Prince Honore-Gabriel was born in Paris on May 14, 1778, the eldest son of Prince Honore IV of Monaco and Princess Louise Felicite Victoire d'Aumont, Duchesse de Mazarin et de La Meilleraye. He enlisted in a French cavalry regiment when he was 20 years old and worked his way up through the ranks by his own merits until he became an officer on the staff of Marshal Grouchy. He was an exemplary soldier and was cited for his bravery many times. He was wounded in the arm at the great Napoleonic victory in the battle of Hohenlinden which prevented him from seeing action at Austerlitz. He did, however, serve with great distinction at the battles of Jena with Marshal Murat's cavalry corps. Marshal Grouchy related that the Prince had taken a handfull of cavalry and forced the surrender of an entire enemy battalion, recommending him for the star of the Legion of Honor.

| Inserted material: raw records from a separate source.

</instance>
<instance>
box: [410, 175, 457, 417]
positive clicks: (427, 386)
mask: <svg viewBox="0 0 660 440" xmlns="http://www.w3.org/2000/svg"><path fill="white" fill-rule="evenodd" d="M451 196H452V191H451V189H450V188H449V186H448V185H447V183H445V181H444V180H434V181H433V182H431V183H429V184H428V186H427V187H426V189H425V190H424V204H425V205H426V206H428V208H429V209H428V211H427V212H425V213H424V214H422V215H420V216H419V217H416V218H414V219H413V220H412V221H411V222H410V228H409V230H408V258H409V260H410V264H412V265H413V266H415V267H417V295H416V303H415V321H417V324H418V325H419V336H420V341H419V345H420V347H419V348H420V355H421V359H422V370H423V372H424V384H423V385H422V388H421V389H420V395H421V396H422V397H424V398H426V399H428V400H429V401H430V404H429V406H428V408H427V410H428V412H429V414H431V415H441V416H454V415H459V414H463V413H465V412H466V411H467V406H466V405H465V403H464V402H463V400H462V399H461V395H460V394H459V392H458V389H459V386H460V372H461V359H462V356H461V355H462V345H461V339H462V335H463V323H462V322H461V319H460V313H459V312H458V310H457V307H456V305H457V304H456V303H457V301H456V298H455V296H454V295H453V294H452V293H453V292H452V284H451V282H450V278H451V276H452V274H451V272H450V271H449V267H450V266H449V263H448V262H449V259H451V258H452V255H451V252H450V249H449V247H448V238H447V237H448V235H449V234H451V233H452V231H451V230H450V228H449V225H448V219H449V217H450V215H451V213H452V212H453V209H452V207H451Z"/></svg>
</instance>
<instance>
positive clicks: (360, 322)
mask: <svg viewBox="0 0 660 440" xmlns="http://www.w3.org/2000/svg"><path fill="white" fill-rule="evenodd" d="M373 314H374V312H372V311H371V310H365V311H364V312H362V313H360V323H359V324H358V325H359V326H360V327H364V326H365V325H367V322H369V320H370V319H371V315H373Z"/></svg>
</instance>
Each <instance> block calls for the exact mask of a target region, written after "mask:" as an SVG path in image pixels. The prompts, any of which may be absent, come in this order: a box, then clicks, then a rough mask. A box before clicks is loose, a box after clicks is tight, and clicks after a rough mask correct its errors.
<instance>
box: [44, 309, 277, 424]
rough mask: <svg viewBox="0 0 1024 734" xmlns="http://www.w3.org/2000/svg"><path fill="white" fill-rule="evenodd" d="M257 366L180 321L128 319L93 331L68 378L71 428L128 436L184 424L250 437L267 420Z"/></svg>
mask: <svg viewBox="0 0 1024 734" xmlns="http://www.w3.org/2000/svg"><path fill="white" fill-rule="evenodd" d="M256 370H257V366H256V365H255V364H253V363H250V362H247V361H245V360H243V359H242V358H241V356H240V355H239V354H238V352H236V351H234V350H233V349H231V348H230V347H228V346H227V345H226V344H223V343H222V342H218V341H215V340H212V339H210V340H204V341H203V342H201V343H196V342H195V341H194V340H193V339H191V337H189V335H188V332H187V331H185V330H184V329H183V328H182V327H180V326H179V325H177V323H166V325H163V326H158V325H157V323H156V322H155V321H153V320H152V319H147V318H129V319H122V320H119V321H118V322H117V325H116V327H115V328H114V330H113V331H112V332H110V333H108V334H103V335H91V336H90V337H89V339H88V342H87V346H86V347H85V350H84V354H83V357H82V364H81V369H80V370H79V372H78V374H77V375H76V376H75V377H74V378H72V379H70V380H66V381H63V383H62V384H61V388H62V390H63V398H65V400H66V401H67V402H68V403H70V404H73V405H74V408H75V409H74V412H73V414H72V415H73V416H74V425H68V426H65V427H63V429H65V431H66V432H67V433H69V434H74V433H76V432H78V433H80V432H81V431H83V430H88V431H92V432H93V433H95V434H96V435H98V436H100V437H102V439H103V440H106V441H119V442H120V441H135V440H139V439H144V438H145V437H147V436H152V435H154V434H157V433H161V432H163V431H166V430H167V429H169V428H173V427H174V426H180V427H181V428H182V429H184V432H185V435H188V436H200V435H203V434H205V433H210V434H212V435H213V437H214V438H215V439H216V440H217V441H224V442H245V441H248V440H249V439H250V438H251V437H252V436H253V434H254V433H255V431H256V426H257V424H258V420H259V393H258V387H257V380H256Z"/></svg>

When Napoleon was sent into exile the restored King Louis XVIII of France restored the Grimaldis to their places in the French nobility, however, many were afraid that Monagasque independence would not be or that they would be annexed by the Kingdom of Piedmont-Sardinia. Thanks to the clever Prince Talleyrand, however, a clause was inserted into the Treaty of Paris to put Monaco back in order. When Napoleon attempted to restore his empire during the 100 days Monaco was occupied by British troops and so the Grimaldis played no part in the affair.
The ailing Honore IV was unable to return to Monaco and so appointed his brother Joseph to rule on his behalf but Honore-Gabriel protested this and after some struggle he was himself appointed to govern Monaco. On his way to Monaco he actually met with his old commander Napoleon as he was on his way to Paris to seize power at the start of the 100 days. Napoleon asked where he was going and Honore-Gabriel said he was going home to Monaco. Napoleon said he was going home to the Tuileries, but as things unfolded he was not to remain there long.
In 1819, with the passing of his father, Honore-Gabriel became the Sovereign Prince of Monaco as Honore V and inherited a principality beset with problems. The Great Powers of Europe had taken Monaco out of the French sphere of influence and made the principality a protectorate of Piedmont-Sardinia. The government in Turin closed the tobacco plant that Honore III had established and enforced a number of other changes that left Monaco impoverished. Honore V went to Turin to try to reason with the King but, although he was treated with great honor and respect, none of his grievances were addressed. Honore V also had to raise taxes considerably which made him increasingly unpopular. His granting of a monopoly on flour caused a bread shortage but no one had the nerve to voice opposition to him. When liberal movements began to oppose the counterrevolutionary tide of post-Napoleonic Europe some in Monaco thought of joining in but Sardinian troops arrived to crush the potential rebellion in its infancy.
History has tended to record Prince Honore V as a very unpopular and autocratic monarch, however, in reality this is quite unfair and in some ways he was quite progressive. He wished to help his people sincerely and had great sympathy for the poor. His reaction to seeing beggars on the streets was to form state-owned industries and put them to work. Some of the industries he set up included a lace factory and a hat factory. He also had them put to work on farm cooperatives as citrus orchirds had long been a large part of the Monegasque economy. All of this has led some people to regard Prince Honore V as a sort of proto-socialist, though he probably would not have seen it that way.
Prince Honore V died, unpopular and unappreciated (quite unjustly) on October 2, 1841 in Paris. As he was not married and had no children the Monegasque throne passed to his poet-actor brother who became Prince Florestan I of Monaco.